Recuerdo la temática de la película, pero no el título. ¿Francesa, italiana, inglesa? Mi memoria no da para tanto a estas alturas de mi vida. Creo, era italiana. O mejor, francesa. En fin. Imagino que, si voy a la panacea de la humanidad llamada “Internet”, allí va a estar el dato preciso y la película toda y de gratis. No lo voy hacer, no es lo mío. Prefiero hurgar en el arcón de mi memoria, y en siguiente texto le doy la ficha respectiva de la película que me impresionó en su momento. Confieso: nunca la compré. Y nunca la compré por un sencillo motivo: nunca la vi en el mercado disponible.
La temática es la siguiente: cinco estampas de ciudadanos, cinco sentidos, con la pérdida de alguno de ellos por los protagonistas. Es decir, cada uno de ellos pierde un sentido: olfato, oído, gusto, tacto, visión. Película buena, impactante y de esas que se quedan en nuestro imaginario por siempre. Una exploración por cada uno de los sentidos del ser humano, una exploración y valoración por cada sentido, cuya pérdida es un quebranto irreparable. De perder usted uno, señor lector, de avisarle su médico de cabecera de la obligación y elección de la pérdida de un sentido humano, ¿por cuál se decantaría usted, cuál sería el eliminado?
Esta pregunta no pocas veces se ha hecho en estudios científicos. Un abrumador porcentaje de encuestados se decantan por perder y dejar en el olvido… el olfato. ¿Es intrascendente oler, es de poca importancia, no sirve realmente para poco o para nada? Caray, gran pregunta y gran respuesta de parte suya. En esta saga de textos vamos, usted y yo, a explorar un sentido poco valorado: el olfato. Y consta lo siguiente: recuerdo que en dicha película, de la que le platiqué someramente, uno de los capítulos o estampas que me caló hondo aquella vez fue el del oído. Es decir, un hombre maduro fue perdiendo paulatinamente el sentido del oído, el escuchar.

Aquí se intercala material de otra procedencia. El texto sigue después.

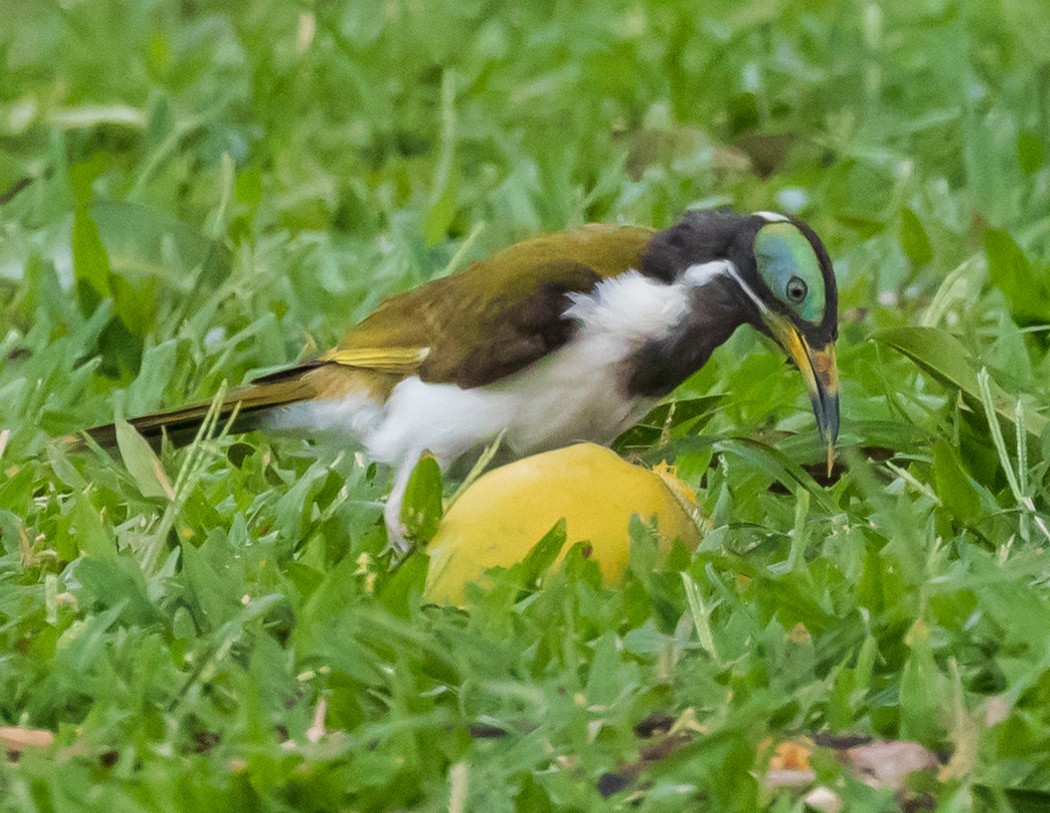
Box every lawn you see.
[0,0,1050,813]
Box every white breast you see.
[266,264,723,463]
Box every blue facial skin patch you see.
[755,223,825,325]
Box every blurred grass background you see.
[0,0,1050,811]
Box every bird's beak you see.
[763,312,839,475]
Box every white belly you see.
[271,272,701,464]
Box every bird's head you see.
[646,209,839,464]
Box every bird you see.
[79,207,839,551]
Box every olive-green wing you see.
[322,226,653,388]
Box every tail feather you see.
[78,363,317,449]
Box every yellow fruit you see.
[424,443,700,605]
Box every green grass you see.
[0,0,1050,811]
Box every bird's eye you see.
[784,276,810,303]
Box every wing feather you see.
[323,226,653,388]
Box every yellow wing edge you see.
[321,348,431,375]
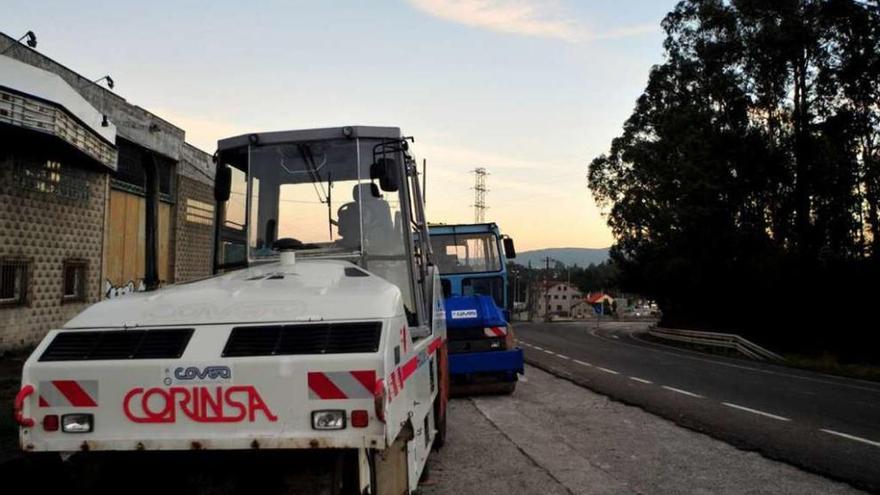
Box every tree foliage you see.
[589,0,880,359]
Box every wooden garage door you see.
[104,189,173,297]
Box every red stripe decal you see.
[351,370,376,392]
[402,356,419,380]
[428,337,443,354]
[52,380,98,407]
[309,372,346,399]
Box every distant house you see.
[571,292,614,319]
[537,281,583,318]
[584,292,614,306]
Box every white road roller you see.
[15,126,448,494]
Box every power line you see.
[472,167,489,223]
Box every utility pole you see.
[473,167,489,223]
[544,256,550,321]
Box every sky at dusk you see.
[0,0,675,250]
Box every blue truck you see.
[429,223,523,395]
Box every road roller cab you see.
[15,127,448,493]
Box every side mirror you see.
[214,164,232,203]
[502,237,516,260]
[370,158,400,192]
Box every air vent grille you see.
[40,328,193,361]
[223,322,382,357]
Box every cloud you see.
[408,0,588,41]
[407,0,659,43]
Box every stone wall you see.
[0,154,108,349]
[174,175,214,282]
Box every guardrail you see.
[648,327,785,361]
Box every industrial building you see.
[0,33,214,350]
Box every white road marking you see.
[722,402,791,421]
[662,385,703,399]
[819,429,880,447]
[612,332,880,393]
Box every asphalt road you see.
[421,366,857,495]
[515,323,880,491]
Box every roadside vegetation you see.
[589,0,880,366]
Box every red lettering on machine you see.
[122,385,278,423]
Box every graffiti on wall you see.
[104,279,145,299]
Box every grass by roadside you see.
[639,333,880,382]
[783,353,880,382]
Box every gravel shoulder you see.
[423,367,861,495]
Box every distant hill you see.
[513,248,608,268]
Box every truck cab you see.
[429,223,523,394]
[15,126,448,494]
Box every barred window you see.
[64,260,88,302]
[13,158,89,201]
[0,259,28,306]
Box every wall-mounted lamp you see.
[92,74,115,89]
[0,31,37,55]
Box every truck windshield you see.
[248,139,404,258]
[431,233,501,275]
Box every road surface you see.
[516,323,880,491]
[422,366,858,495]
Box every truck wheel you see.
[431,397,449,450]
[431,408,446,450]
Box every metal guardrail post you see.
[648,326,785,361]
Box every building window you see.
[13,159,89,201]
[64,260,88,302]
[0,259,28,306]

Cuando fue diagnosticado mortalmente de ello, con el poco oído que le quedaba aún para escuchar sonidos y susurros, compró una libreta y fue haciendo una agenda, una recopilación, un detalle de sus sonidos favoritos. ¿Cómo guardaría usted en su memoria el sonido y estruendo de un poderoso tren, de una locomotora? ¿Cómo deletrearía usted en su libreta las palabras precisas para “guardar” el sonido de la lluvia al caer en su huerto? ¿Comparar el sonido del hervor de una salsa en el fogón, con el crepitar visual de una fogata, pero sin sonido alguno? Caray, no poca cosa en los vericuetos que vamos a abordar y desmenuzar en estos textos.
¿A quien se le ocurrió desprestigiar tanto el olfato para dejarlo de lado y clasificarlo como “primitivo”, emparentado con las “bajezas” humanas? Pues ni más ni menos que el sabio por antonomasia de la antigüedad: Aristóteles. Para el estagirita, la visión y el oído son sentidos divinos y conducen a Dios: los productos son la belleza y la música. No así los sentidos bajos o primitivos: el gusto (gula) y el tacto (lujuria).
¿Y el olfato? Pues dijo: era el más bajo de los sentidos. Mala copa el sabio, pues. Lea esto:
“Eréndira le descubrió el pecho, le dio besitos huérfanos, lo olfateó.
-Pareces todo de oro –dijo– pero hueles a flores.
-Debe ser a naranjas –dijo Ulises.”
Sí, frases perfectas del mago de Aracataca, Colombia: Gabriel García Márquez. Vamos iniciando.